American businessman (1919–2012)

Randall Edward Presley (1919–2012) was a real estate developer who has been called "one of California's top home builders." He was responsible for developing over 160 communities in Maryland, Virginia, Illinois, New Mexico, Arizona, and California.

==Career==
Presley was born in Pensacola in the Florida panhandle in 1919. He did "light construction work" there before moving to New York City to work as a model. During World War II he served in the United States Army Air Forces as a bombardier and a pilot. He was a flight instructor at Thunderbird Field in Glendale, Arizona next to Phoenix as well as at a base in Orange County, California. After the war he moved to Bakersfield, California and began a career as a real estate broker and later worked in construction. His first project was building 12 houses on 3 acres. In 1956 he founded the Presley Development Company (later Presley Cos.). In 1961, after his wife died, Presley married Cecilia "Cece" DeMille, the granddaughter of movie icon Cecil B. DeMille.

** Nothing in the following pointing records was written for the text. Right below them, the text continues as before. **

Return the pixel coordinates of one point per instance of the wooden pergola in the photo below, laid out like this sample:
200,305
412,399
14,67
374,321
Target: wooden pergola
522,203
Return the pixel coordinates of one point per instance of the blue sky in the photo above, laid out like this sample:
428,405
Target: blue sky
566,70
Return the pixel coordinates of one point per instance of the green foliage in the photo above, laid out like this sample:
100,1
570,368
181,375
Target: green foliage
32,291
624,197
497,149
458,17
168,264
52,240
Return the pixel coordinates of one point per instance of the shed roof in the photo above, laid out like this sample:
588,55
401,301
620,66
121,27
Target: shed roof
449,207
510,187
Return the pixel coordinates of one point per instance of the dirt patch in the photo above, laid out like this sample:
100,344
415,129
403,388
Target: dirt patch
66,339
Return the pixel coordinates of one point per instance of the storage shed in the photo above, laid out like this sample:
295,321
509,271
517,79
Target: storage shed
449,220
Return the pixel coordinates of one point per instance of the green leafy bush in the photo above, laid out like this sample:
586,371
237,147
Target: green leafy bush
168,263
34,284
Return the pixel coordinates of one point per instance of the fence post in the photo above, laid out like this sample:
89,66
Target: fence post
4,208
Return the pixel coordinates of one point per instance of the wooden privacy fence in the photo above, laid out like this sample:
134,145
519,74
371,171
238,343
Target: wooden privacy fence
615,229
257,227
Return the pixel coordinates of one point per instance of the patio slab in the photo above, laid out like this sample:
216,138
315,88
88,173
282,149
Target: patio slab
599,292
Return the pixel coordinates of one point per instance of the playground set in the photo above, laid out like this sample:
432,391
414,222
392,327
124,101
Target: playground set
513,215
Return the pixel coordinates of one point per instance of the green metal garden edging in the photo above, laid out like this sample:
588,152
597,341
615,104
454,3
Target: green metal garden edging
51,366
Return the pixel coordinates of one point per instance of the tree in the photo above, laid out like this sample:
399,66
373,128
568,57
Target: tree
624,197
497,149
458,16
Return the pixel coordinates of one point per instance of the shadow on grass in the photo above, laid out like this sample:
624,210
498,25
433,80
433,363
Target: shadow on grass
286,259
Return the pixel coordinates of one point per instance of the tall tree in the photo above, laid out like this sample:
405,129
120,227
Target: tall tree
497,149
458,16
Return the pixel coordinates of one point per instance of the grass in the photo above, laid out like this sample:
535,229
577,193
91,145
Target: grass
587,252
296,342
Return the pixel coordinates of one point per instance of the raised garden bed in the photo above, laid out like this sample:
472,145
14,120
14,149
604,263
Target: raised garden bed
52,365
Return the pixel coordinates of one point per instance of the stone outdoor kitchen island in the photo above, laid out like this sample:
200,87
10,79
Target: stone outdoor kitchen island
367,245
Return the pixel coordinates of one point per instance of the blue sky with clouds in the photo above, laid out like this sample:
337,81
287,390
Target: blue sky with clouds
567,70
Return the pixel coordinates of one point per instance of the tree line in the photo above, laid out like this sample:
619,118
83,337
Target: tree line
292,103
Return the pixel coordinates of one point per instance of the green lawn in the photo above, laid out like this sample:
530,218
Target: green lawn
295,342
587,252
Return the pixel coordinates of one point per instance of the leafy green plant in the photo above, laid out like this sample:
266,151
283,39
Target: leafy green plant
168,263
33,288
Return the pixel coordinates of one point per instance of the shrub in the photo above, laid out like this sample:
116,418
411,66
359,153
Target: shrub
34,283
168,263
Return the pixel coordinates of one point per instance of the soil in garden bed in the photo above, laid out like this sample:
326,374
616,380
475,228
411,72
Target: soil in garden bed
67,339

Seeing the rapid growth of Southern California he moved to Newport Beach in Orange County in 1963 with his family. In 1984, the Los Angeles Times said that his success was based in part on "smart land-buying strategy" and the designing of complete communities with a variety of housing and amenities including golf courses or tennis courts. At the time, the company had about 40 projects underway in California, Arizona, and New Mexico. One of his developments, the equestrian-oriented Nellie Gail Ranch in Laguna Hills, California, has been called 'the Beverly Hills of Orange County.'" In June 1969, the Presley Development Company became a publicly traded company. Another part of his success was the quality of his homes . He is quoted as saying, "What you do is set the standards and make darn sure they're followed!" A third factor was honesty in advertising. "Presley ads listed the lowest and highest price in each subdivision and included quality maps that showed where properties truly were."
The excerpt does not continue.